Will the New Budget Solve Our Debt Problems?

Last week, news broke that the Chancellor was looking at ways to fill a black hole of nearly £20bn in the public finances before the budget later this month. Recent analysis shows that the deficit is likely to rise to nearly £36bn in the next four years, double the forecast of £17bn, and a far cry from George Osborne’s election pledge to balance the books by 2020. Pressure is mounting on chancellor Phillip Hammond in the run up to the budget, with many within his own party calling to raise public spending against a backdrop of Labour’s increasing popularity and success in the recent election.

Following several years of George Osborne’s austerity budgets, the deficit has started to shrink in recent years, however many in the public sector have begun to rebel against austerity, wondering when the end will come. This has led to promises to remove the 1% pay cap on certain areas of the public sector.

Phillip Hammond told ITV in October, “We always seek to strike the right balance for fairness to our public-sector workers delivering our vital services and fairness to the tax payers.”

However, the Office for Budget Responsibility (‘OBR’) admitted that productivity levels are significantly lower than before the financial crisis and their estimates for the economic output per hour worked in Britain will need to be lowered. A level closer to the 0.2% productivity growth seen over the last five years is desired, rather than the predicted 1.4%. This drop could undermine confidence in the economy and could lead to a rise in government borrowing, boosting the deficit further.

The OBR’s gloomy forecast makes it harder for Phillip Hammond to justify bowing to union demands and removing the cap on public sector pay. This is likely to create further tension between the Chancellor and the Prime Minister, who are already at odds over a soft Brexit for business; May has publicly conceded that raising public sector pay is a priority. Hammond was previously quoted as saying, whilst he understood that people were “weary” of austerity, “we have to live within our means.”

Following the Conservative party’s poor result at the election, the RCM and other NHS trade unions wrote to May calling for an end to the 1% pay cap, suggesting that this is partly to blame for the party’s failure to secure a parliamentary majority.

A report by ‘The Resolution Foundation’ suggested that in order to make raising public sector pay viable, Phillip Hammond will need to increase taxes for either individuals or companies, or borrow more than £100bn over the next four years. Since 2007 the Conservatives have cut corporation tax from 30% (large companies rate) to 18% (effective from 1 April 2020), a record low designed to encourage businesses to invest in the UK. Some argue that reversing the drop in corporation tax could result in a catastrophic impact on the UK’s economy when combined with the UK’s departure from the EU.
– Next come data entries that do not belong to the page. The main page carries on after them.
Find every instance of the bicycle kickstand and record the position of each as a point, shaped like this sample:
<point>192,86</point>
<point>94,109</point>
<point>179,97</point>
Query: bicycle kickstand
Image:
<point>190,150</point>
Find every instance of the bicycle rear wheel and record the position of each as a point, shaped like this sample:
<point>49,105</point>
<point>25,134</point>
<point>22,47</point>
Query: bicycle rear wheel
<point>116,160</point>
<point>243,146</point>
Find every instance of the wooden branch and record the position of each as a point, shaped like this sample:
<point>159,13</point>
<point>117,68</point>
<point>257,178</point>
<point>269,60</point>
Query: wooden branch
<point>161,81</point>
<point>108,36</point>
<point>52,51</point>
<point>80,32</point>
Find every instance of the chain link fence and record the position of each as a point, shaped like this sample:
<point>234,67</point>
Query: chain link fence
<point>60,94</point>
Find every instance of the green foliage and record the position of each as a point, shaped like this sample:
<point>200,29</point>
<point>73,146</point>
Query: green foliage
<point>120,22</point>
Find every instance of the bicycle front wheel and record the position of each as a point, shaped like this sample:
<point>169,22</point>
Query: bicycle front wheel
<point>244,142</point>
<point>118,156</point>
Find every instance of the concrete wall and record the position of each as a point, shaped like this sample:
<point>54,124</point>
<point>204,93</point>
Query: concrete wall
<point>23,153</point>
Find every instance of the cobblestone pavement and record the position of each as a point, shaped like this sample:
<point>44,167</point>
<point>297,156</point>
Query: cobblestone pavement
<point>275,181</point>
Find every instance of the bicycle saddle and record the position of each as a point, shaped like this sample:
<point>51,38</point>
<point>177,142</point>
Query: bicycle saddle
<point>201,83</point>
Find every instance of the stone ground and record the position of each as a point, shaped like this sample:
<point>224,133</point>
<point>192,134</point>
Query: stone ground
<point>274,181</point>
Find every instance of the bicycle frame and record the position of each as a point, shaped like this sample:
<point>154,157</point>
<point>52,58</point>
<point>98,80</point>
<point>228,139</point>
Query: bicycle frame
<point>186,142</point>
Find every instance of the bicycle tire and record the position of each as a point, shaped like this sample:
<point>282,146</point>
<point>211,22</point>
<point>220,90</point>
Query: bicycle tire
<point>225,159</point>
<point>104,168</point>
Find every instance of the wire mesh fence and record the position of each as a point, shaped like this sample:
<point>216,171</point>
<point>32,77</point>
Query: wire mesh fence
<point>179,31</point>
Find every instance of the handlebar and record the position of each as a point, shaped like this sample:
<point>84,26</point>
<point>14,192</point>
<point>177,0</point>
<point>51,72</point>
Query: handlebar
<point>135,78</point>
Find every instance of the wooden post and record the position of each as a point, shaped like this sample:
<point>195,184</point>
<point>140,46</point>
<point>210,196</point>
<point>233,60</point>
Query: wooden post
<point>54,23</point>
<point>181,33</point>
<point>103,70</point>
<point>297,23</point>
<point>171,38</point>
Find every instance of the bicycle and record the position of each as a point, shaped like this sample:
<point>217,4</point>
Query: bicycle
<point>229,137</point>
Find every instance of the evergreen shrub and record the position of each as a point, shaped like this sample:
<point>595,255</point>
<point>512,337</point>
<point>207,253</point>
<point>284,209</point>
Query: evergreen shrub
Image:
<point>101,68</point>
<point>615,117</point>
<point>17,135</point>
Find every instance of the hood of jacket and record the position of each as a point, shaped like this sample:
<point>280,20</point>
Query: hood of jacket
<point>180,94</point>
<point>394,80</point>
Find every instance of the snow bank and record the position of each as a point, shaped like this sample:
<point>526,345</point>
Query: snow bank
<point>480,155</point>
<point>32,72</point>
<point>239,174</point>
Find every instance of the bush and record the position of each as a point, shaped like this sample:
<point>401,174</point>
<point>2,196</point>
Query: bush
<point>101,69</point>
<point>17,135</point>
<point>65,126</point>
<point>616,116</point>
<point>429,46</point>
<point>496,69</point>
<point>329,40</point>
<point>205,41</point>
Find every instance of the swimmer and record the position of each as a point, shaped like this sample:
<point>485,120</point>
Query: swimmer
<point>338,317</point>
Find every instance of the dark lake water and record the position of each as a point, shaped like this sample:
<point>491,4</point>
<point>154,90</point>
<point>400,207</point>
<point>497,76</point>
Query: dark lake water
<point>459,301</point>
Large corporations’ tax avoidance has caught the nation’s imagination in recent years with companies such as Starbucks and Amazon being vilified for their failure to pay their ‘fair share’. However, the government is already clamping down on tax avoidance as Base Erosion Profit Shifting (‘BEPS’) legislation is brought in by the G20. BEPS contains fifteen points designed to prevent companies from shifting profits overseas to avoid paying a fair rate of tax. Any more moves to target large corporations could alienate them and force them away from investing in the UK.

Since taking office the Conservatives have increased personal allowance, raising the point at which low income earners start paying tax, meaning many people on low wages were better off. The Conservatives had hoped that this would secure them the working-class vote, however election results suggest this has not been enough. Nurses, teachers and prison workers who fall very squarely into the ‘squeezed middle’ have seen real-time earnings fall by as much as £6,000 per year. Increasing the personal tax rate from 20% would hit public sector workers and could negate any pay rise received.

For the Chancellor, the budget is on a knife edge. He needs to balance public opinion and gain the support of the electorate, whilst also ensuring that he keeps businesses happy to maintain the economy in uncertain times. The budget will be announced on Wednesday 22nd November.